Copeland’s promotion coincides with another important breakthrough for her: playing Odette/Odile in the company’s production of Swan Lake.

In the 140 years since Swan Lake premiered, it’s become one of the most familiar ballets in the world; from Russia to New York, virtually every company performs some version. Just this spring, though, a company in Washington, D.C. managed to do something radically different with one of the most traditional ballets: In April, The Washington Ballet became the first major American company to cast two African-American dancers in the lead roles. Misty Copeland, at the time a soloist with ABT (and, increasingly, a spokesperson for diversity in ballet) played Odette/Odile, and Brooklyn Mack of The Washington Ballet played Prince Siegfried. Last week, Copeland took her portrayal of Odette/Odile to an even bigger stage—the Metropolitan Opera House, in ABT’s production.

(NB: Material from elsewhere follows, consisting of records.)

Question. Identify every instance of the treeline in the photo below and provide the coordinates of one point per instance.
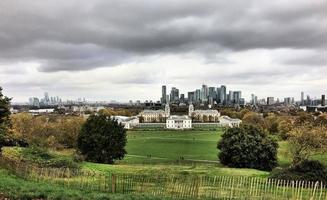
(47, 131)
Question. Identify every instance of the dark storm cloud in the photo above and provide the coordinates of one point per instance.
(71, 35)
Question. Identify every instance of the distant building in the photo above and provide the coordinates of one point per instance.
(179, 122)
(203, 115)
(323, 100)
(197, 96)
(191, 97)
(33, 101)
(230, 122)
(163, 94)
(223, 95)
(302, 98)
(155, 115)
(270, 100)
(174, 95)
(127, 122)
(204, 93)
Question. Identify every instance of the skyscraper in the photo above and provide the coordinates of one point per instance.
(212, 92)
(174, 95)
(191, 97)
(302, 98)
(323, 100)
(218, 95)
(204, 93)
(223, 96)
(270, 100)
(237, 95)
(163, 94)
(197, 96)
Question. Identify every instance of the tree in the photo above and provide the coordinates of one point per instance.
(4, 118)
(284, 127)
(247, 147)
(255, 119)
(306, 140)
(102, 139)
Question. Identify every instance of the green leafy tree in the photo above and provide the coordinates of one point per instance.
(306, 140)
(102, 139)
(247, 147)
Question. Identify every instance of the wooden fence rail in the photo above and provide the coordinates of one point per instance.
(176, 187)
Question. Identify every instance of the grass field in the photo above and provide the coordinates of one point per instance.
(172, 145)
(13, 187)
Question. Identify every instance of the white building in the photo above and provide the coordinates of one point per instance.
(127, 122)
(155, 115)
(203, 115)
(230, 122)
(179, 122)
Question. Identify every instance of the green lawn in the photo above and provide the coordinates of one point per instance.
(13, 187)
(171, 145)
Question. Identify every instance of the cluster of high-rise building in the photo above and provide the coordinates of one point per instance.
(204, 95)
(308, 101)
(46, 100)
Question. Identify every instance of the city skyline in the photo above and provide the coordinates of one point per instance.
(91, 50)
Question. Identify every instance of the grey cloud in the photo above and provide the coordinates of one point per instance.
(69, 35)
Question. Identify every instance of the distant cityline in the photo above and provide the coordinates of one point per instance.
(204, 95)
(218, 96)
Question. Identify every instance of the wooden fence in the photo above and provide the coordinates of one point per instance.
(175, 187)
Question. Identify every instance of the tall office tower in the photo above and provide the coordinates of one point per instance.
(287, 101)
(197, 96)
(174, 94)
(218, 95)
(302, 98)
(223, 96)
(253, 99)
(182, 97)
(237, 95)
(191, 97)
(204, 93)
(46, 97)
(308, 102)
(323, 100)
(211, 102)
(167, 99)
(230, 95)
(270, 100)
(212, 92)
(163, 94)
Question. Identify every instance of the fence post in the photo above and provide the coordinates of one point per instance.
(113, 183)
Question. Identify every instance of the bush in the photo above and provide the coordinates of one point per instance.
(40, 156)
(308, 170)
(62, 162)
(247, 147)
(102, 139)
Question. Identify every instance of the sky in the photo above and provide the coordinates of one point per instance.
(125, 49)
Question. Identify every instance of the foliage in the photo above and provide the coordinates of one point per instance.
(247, 147)
(50, 132)
(13, 187)
(102, 139)
(306, 140)
(255, 119)
(307, 170)
(284, 127)
(4, 118)
(39, 156)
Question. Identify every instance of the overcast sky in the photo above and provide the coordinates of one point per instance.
(122, 50)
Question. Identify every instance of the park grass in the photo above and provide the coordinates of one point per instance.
(13, 187)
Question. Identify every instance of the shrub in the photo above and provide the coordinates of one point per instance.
(247, 147)
(62, 162)
(102, 139)
(308, 170)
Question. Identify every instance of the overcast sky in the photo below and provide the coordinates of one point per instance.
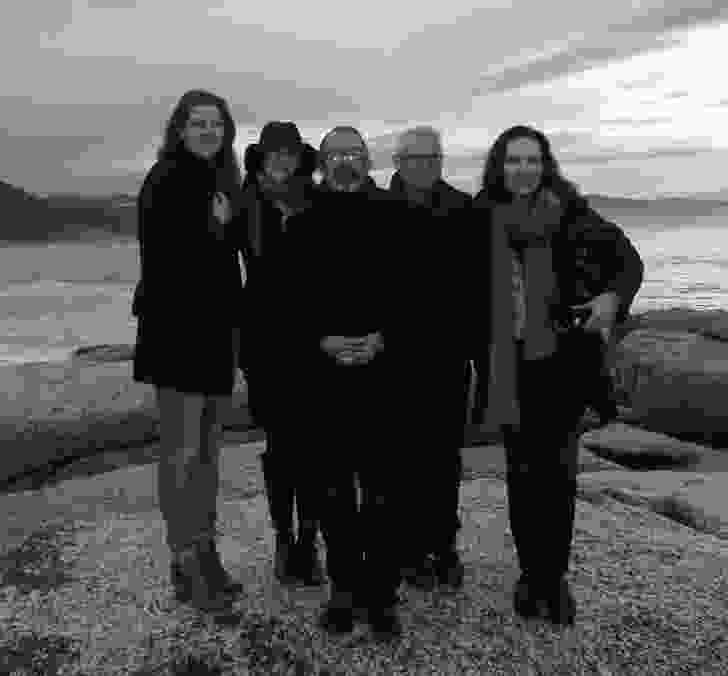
(633, 93)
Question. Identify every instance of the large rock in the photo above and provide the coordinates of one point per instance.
(637, 448)
(696, 500)
(676, 383)
(52, 412)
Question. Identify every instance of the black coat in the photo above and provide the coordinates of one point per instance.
(591, 256)
(190, 290)
(265, 355)
(438, 267)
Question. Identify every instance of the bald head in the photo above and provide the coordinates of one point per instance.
(418, 157)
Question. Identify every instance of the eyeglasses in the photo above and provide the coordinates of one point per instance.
(422, 159)
(345, 155)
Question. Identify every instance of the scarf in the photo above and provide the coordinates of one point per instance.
(527, 227)
(294, 196)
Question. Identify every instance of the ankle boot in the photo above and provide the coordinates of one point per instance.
(191, 585)
(307, 565)
(284, 565)
(215, 572)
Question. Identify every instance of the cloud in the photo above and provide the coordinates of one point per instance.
(677, 94)
(670, 16)
(636, 122)
(643, 83)
(655, 153)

Swan Lake occupies a special place in the classical ballet canon. Not only is it so famous that parts of it are practically cliché—from the feathered headbands to the dance of the four baby swans holding hands—but it’s also one of the most traditional ballets in the repertoire. The plot has its origins in European folklore, and like the other classic story ballets—Giselle, Coppelia, Sleeping Beauty, The Nutcracker—it combines elements of fairytale, melodrama and myth. On a hunting expedition, Prince Siegfried catches sight of a magnificent swan; when he takes aim, the swan is transformed into a beautiful woman. Odette, as she’s called, was long ago cursed by a sorcerer who condemned her to live as a swan during the day, floating in a lake of her mother’s tears; only at night can she occupy her human body. The curse can be lifted if a prince falls in love with her, but the sorcerer sends another beautiful woman, Odile, who seduces Siegfried away from Odette. Too late, he realizes he’s been tricked; Siegfried and Odette drown themselves in the lake.

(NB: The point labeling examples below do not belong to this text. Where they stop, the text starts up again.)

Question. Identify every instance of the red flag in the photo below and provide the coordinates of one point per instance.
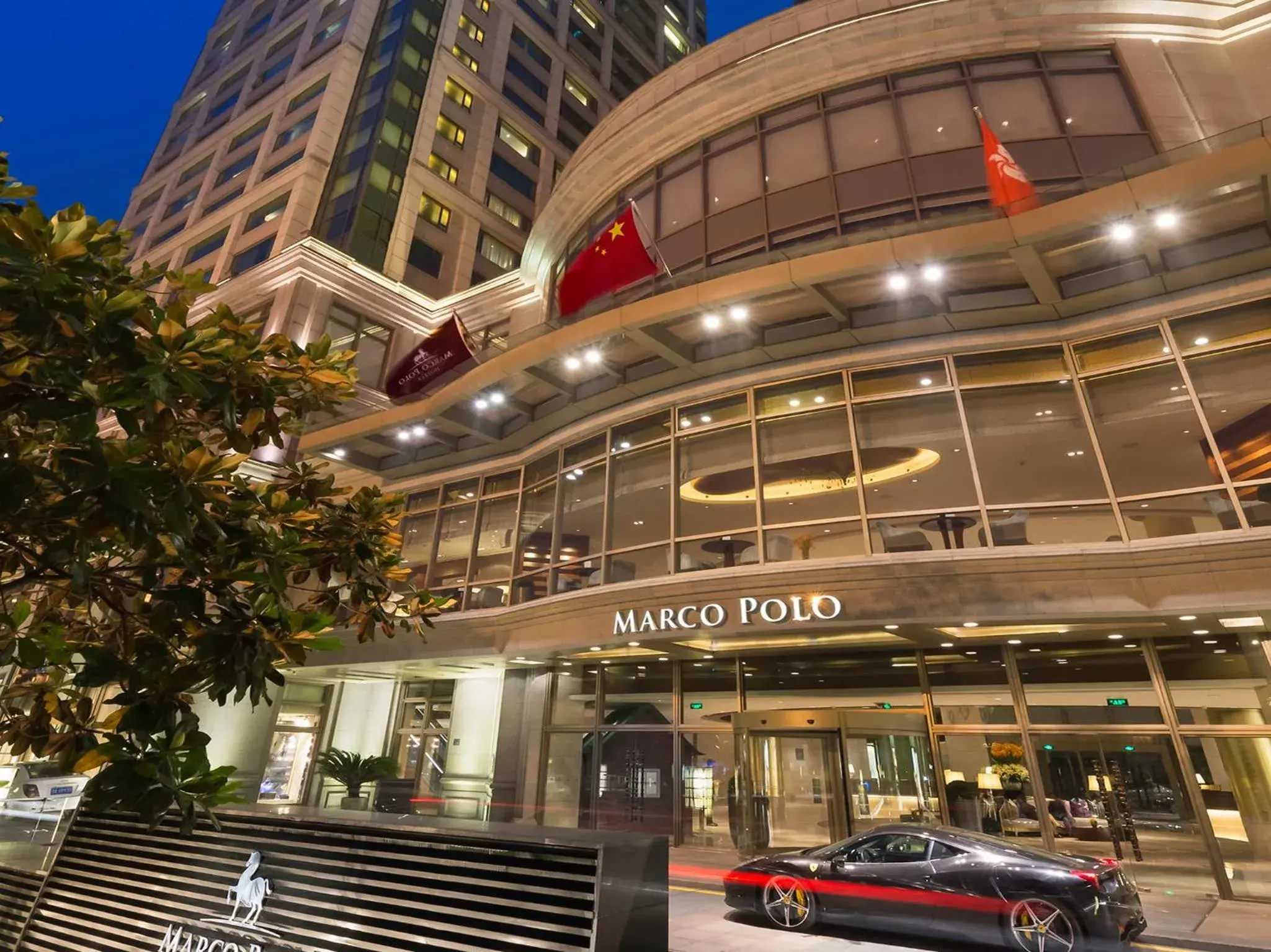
(1009, 187)
(444, 350)
(615, 260)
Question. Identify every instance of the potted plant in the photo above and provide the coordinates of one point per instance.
(355, 770)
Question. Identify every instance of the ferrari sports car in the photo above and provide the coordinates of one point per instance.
(946, 883)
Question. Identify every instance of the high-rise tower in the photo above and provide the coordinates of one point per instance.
(419, 136)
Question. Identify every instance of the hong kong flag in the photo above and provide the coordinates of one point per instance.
(615, 260)
(1009, 187)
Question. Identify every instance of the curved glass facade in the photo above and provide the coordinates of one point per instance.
(894, 149)
(1154, 432)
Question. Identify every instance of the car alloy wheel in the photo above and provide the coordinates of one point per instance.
(787, 903)
(1039, 925)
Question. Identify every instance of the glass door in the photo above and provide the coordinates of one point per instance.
(796, 782)
(891, 778)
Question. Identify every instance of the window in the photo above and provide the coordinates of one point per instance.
(497, 253)
(517, 143)
(425, 257)
(276, 69)
(196, 169)
(476, 33)
(465, 59)
(249, 134)
(579, 92)
(512, 176)
(370, 341)
(181, 202)
(533, 48)
(443, 168)
(295, 131)
(223, 201)
(308, 96)
(237, 168)
(252, 256)
(434, 211)
(448, 130)
(149, 201)
(206, 247)
(455, 93)
(279, 167)
(267, 213)
(506, 211)
(224, 106)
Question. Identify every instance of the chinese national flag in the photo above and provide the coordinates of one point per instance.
(617, 259)
(1009, 187)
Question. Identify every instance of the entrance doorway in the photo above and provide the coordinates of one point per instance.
(816, 777)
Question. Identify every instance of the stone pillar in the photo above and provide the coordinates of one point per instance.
(241, 736)
(470, 776)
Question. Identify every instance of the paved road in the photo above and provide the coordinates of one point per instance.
(701, 922)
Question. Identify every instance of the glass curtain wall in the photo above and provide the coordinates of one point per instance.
(1157, 752)
(1153, 434)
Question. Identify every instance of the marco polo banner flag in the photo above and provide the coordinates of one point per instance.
(615, 260)
(1009, 187)
(445, 349)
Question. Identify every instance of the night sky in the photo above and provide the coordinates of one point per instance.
(91, 87)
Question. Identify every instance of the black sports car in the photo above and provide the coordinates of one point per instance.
(943, 881)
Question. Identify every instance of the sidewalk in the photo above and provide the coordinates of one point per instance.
(1174, 922)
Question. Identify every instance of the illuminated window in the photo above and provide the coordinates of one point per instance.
(519, 144)
(465, 59)
(452, 133)
(455, 93)
(579, 92)
(434, 211)
(505, 211)
(443, 168)
(476, 33)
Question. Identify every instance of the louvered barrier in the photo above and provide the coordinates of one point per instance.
(324, 881)
(18, 891)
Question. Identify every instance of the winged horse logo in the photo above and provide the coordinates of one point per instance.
(248, 892)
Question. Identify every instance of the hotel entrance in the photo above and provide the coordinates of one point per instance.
(819, 776)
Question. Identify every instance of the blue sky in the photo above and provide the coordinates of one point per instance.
(92, 84)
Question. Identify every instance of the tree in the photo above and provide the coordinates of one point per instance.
(143, 552)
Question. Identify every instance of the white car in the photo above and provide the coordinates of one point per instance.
(41, 787)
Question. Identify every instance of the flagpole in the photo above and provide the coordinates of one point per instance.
(644, 224)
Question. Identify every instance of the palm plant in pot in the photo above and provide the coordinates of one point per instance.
(355, 770)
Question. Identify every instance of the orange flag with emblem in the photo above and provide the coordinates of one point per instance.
(615, 260)
(1009, 187)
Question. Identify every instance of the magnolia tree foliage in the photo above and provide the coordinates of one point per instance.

The roles of Odette and Odile are traditionally played by the same dancer, making it one of the most demanding roles in the canon. The casting of a non-white lead is particularly poignant because Swan Lake relies on the association of goodness with light and evil with black; Odette is always dressed in a white costume, while Odile appears in black.

Swan Lake’s history, too, epitomizes a certain classical tradition. Tchaikovsky started working on the score in 1875, and Swan Lake premiered in 1877 at the Bolshoi Theatre in Moscow. Like other ballets that went on to become classics (most famously, The Nutcracker), it was initially panned; it was only when it was revived at St. Petersburg’s Mariinsky Theatre in 1895, with new choreography by Marius Petipa, that critics recognized its merits. Over the past century, it’s been reinterpreted by practically every major American choreographer, including George Balanchine, Christopher Wheeldon and Peter Martins.

But the significance of Swan Lake transcends the world of dance; it’s saturated pop culture in a way that’s unusual for a ballet. Black Swan, which stars Natalie Portman as a dancer trying to get in touch with her dark side to portray Odile, was nominated for five Academy Awards in 2010. Swan Lake has inspired a Barbie movie, a Saturday Night Live sketch and an episode of My Little Pony.

As Copeland herself said on NBC’s Today show, “You envision this very pale Russian extremely tall woman as the swan.” In defying that stereotype in one of the most famous ballets of all time, Copeland may be playing her most important role yet.